Simulation of Past Climates: Studies using NCAR Climate Models and Computers

While climate models are being developed and improved to address questions of present and future climates, they are also being used to explain the causes of past climates and climate change. The use of climate models to study and understand the mechanisms of past climate changes began at NCAR, and elsewhere, in the 1970s, and continues in expanding fashion today. Warren Washington has played a key role in NCAR's work in this fascinating area through his leadership in recognizing the importance and relevance of studies of past climate, through his direct involvement in this research, through his encouragement of NCAR scientists and visiting scientists in pursuing this work, and through his support of university scientists in using NCAR climate models and computers. This paper reviews some of these studies. In the 1970s, the NCAR general circulation model was used in initial studies of ice age climates, of the warm climates of the Cretaceous with changed positions of the continents, of the response of climate to changes in the height of mountains and plateaus, and of the response of climate to changes in greenhouse gas concentrations. Warren Washington was a coauthor in all of these studies and thereby helped launch NCAR's involvement in this area of interdisciplinary research involving geology and ecology as well as climatology. In the 1980s, and especially with the development of the NCAR Community Climate Model, version 0 (CCM0), the study of the causes of climate change expanded to include other climate forcing mechanisms ( including the role of orbital changes).
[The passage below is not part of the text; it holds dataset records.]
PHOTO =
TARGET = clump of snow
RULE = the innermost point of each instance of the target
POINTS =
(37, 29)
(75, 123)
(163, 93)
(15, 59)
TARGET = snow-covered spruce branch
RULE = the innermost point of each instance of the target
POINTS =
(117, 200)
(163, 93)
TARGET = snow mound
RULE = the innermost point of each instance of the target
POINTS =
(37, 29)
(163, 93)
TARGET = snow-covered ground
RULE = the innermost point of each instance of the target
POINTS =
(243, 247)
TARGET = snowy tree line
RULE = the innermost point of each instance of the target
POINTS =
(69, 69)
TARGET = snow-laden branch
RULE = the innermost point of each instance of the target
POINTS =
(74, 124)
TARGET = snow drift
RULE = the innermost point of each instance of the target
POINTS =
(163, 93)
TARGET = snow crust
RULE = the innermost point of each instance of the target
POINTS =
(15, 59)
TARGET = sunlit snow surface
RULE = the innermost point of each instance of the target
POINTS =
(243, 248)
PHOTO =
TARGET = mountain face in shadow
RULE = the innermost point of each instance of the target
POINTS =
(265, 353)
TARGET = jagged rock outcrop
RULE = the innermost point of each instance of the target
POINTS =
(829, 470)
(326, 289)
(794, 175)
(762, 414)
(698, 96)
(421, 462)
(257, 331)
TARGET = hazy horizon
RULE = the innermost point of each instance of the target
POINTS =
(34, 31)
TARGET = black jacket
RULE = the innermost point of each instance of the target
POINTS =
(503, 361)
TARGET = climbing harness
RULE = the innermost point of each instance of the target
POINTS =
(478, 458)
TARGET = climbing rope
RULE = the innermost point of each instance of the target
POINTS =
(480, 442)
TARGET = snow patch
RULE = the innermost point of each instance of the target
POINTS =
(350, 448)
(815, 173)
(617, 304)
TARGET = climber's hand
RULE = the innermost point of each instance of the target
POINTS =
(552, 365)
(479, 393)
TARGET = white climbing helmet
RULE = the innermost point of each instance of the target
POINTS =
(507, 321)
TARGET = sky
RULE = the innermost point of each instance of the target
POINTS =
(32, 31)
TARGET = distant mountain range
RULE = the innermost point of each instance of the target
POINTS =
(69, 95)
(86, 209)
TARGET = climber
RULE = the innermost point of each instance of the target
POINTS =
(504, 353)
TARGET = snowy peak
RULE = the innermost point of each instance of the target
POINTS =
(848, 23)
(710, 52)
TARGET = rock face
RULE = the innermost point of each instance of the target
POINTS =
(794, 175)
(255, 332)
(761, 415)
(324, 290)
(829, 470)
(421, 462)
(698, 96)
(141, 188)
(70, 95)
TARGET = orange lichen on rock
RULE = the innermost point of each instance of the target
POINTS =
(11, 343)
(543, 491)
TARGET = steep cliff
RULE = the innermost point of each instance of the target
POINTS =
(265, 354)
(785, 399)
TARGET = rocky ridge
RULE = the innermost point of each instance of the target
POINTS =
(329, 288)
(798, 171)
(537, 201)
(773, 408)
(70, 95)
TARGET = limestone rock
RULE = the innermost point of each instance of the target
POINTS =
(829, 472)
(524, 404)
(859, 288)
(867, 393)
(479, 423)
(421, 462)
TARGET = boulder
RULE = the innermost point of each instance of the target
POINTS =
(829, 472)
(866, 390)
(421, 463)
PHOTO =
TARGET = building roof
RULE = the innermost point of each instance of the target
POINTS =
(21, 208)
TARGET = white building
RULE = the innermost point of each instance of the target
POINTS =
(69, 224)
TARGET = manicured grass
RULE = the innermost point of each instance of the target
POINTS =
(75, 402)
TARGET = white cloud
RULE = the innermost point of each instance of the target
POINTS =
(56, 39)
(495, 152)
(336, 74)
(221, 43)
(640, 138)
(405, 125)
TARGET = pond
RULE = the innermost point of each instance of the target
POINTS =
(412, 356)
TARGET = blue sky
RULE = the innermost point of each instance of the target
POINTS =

In the 1980s, and continuing into the 2000s, improved versions of the CCM, and other climate models, have incorporated more interactive components - soil moisture, sea ice, mixed-layer ocean, dynamic ocean, dynamic vegetation. These multi-component climate models are being used to greatly extend the early studies of past climates by simulating both the initial response of climate to changes in external forcing and the subsequent internal adjustments and feedbacks within the atmosphere-ocean-cryosphere-biosphere system. Some of the achievements of the past 25 years will be illustrated by comparing results from early studies and recent studies.